Hough is right. Any organization that claims to serve the needs of police officers should be front and center right now. Considering that five officers with ties to the Jan. 6 insurrection — which also claimed the lives of four civilians — have died, I have to wonder: Where is the Fraternal Order of Police (FOP)? Why isn’t it holding news conferences to denounce the mob that physically attacked its members, like local FOP president John McNesby did when he called peaceful Black Lives Matter protesters “rabid animals”? Why hasn’t it staunchly defended the split-second decision of the officer who shot and killed rioter Ashli Babbitt, like it did when a Columbus, Ohio, police officer killed Ma’Khia Bryant? Most importantly, why isn’t it publicly advocating for the officers who endured hours of brutal hand-to-hand combat to receive all the mental and physical health care they require?

I’m baffled that we haven’t heard more righteous indignation from those who took great pains to tell us that Blue Lives Matter. But out of all the organizations that have taken little or no action concerning the deaths of these officers, I am most shocked by the tepid response of the FOP, which says it has over 356,000 members and touts itself as the largest law enforcement labor organization in the United States.

On the day of the Capitol attack, national FOP president Patrick Yoes released a statement condemning the violence by the so-called “demonstrators” and calling on President Donald Trump to “forcefully urge” his followers to “stop their unlawful activity.” Then on July 27, the FOP released a subsequent statement offering “our support, gratitude, and love to our brothers and sisters in law enforcement who successfully fought off the rioters.” The statement said the FOP would “be with them as they grieve and recover, however long that may take.”

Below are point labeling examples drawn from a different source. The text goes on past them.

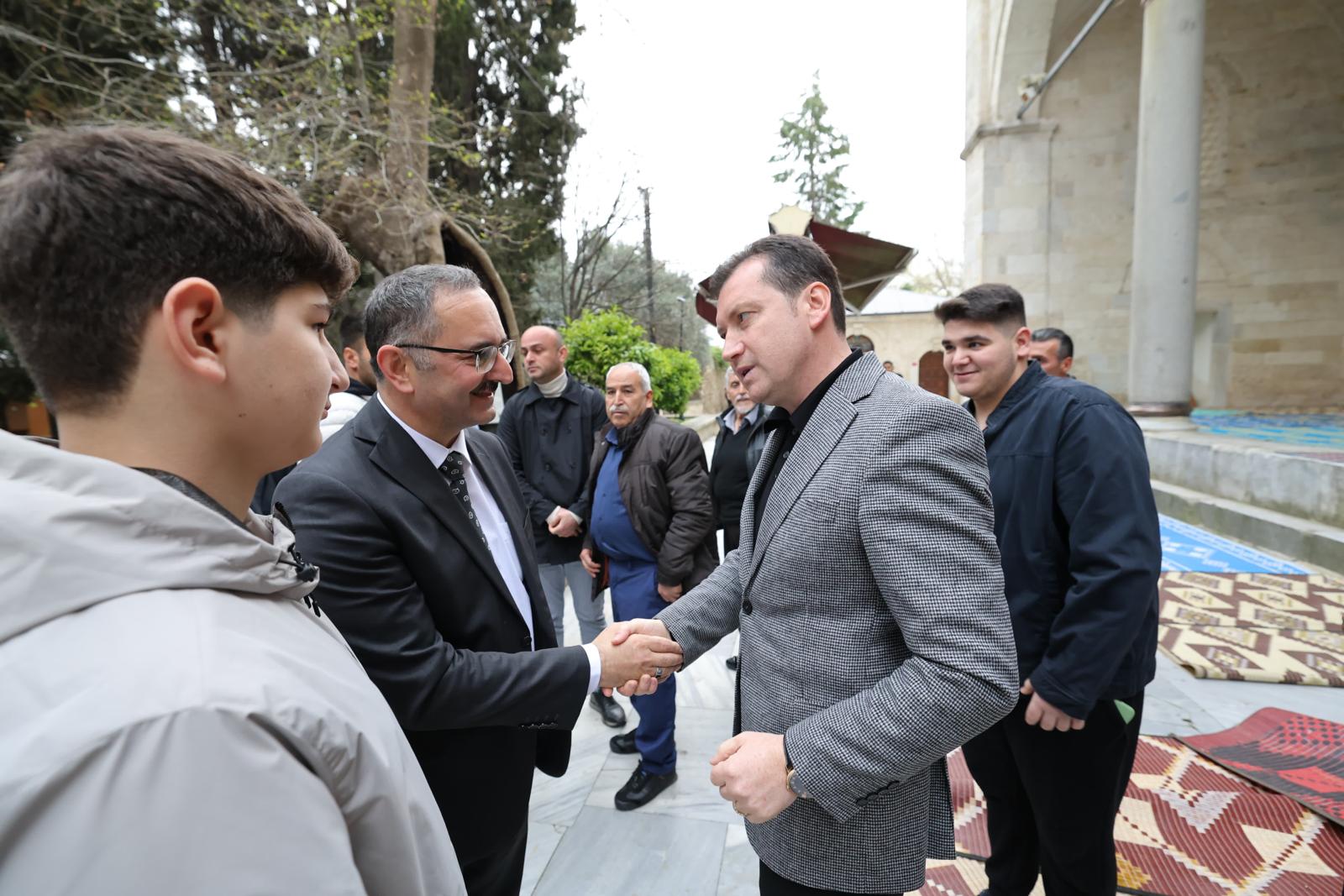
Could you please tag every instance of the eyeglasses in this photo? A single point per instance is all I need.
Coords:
(484, 356)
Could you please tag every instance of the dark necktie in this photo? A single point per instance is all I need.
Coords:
(452, 470)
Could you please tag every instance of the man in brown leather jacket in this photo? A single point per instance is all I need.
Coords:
(651, 539)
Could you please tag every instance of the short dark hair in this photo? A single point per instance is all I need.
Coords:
(1046, 333)
(995, 304)
(353, 329)
(401, 308)
(792, 264)
(97, 224)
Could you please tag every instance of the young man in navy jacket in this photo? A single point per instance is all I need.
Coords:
(1077, 528)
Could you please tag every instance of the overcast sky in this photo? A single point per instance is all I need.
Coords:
(685, 98)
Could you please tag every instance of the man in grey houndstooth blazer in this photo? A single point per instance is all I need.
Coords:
(875, 637)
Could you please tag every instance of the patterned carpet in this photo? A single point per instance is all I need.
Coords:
(1186, 828)
(1189, 548)
(1253, 626)
(1300, 757)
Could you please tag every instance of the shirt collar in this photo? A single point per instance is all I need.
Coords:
(433, 450)
(800, 417)
(750, 418)
(1028, 380)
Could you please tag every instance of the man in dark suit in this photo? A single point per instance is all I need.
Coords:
(429, 570)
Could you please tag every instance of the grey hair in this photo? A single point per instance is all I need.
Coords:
(1046, 333)
(635, 365)
(401, 308)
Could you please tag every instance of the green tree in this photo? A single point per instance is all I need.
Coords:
(600, 340)
(812, 154)
(676, 378)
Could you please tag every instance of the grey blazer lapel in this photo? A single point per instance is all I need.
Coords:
(815, 445)
(819, 438)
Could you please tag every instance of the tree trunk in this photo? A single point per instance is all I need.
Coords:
(386, 212)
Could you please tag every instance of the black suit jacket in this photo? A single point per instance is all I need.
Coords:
(417, 595)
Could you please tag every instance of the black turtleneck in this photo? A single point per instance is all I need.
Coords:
(793, 423)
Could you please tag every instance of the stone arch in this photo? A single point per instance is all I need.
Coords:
(1021, 47)
(933, 378)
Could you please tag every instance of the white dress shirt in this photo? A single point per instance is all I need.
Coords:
(496, 530)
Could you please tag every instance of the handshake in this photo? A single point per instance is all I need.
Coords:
(636, 658)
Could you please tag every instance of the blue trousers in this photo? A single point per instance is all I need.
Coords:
(635, 595)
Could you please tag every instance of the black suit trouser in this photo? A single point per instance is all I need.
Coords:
(1052, 799)
(483, 782)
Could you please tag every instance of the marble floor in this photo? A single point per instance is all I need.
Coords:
(690, 841)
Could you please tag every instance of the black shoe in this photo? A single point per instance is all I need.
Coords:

But when CNN anchor Don Lemon asked Dunn what the FOP had done in the wake of an incident that left physical and psychological scars that could take a lifetime to heal, Dunn said he hasn’t heard much of anything.

The double standard is appalling. The FOP was quick to talk about “the demonization of police” when Americans took to the streets to demonstrate against the police killings of unarmed Black people, but it has not been front and center to denounce the armed white mob that injured so many of its members.

If the FOP wants to be the group to support officers, it should be that, no matter who its adversary is perceived to be. Instead, the FOP and the rest of the Blue Lives Matter crowd are largely silent at a time when police officers need them the most.

There should be outrage from the FOP. It should lash out at those who lashed out at its officers. It should file suit against those responsible for the riot. It should be publicly demanding that the officers who served on Jan. 6 get the treatment they deserve.

I believe it’s not doing so because of race and politics. The FOP, like the violent mob that stormed the Capitol, supports Trump and said so in its September endorsement of the former president. There is also the fact that off-duty police were among those who stormed the Capitol. And, of course, that the mob was overwhelmingly white prompted a different tone and tenor to the FOP’s response.

But when the people who count on you are harmed, it shouldn’t matter what their adversary looks like. The only thing that matters is that you do something. The FOP has seemingly stood down — even as its members die alone.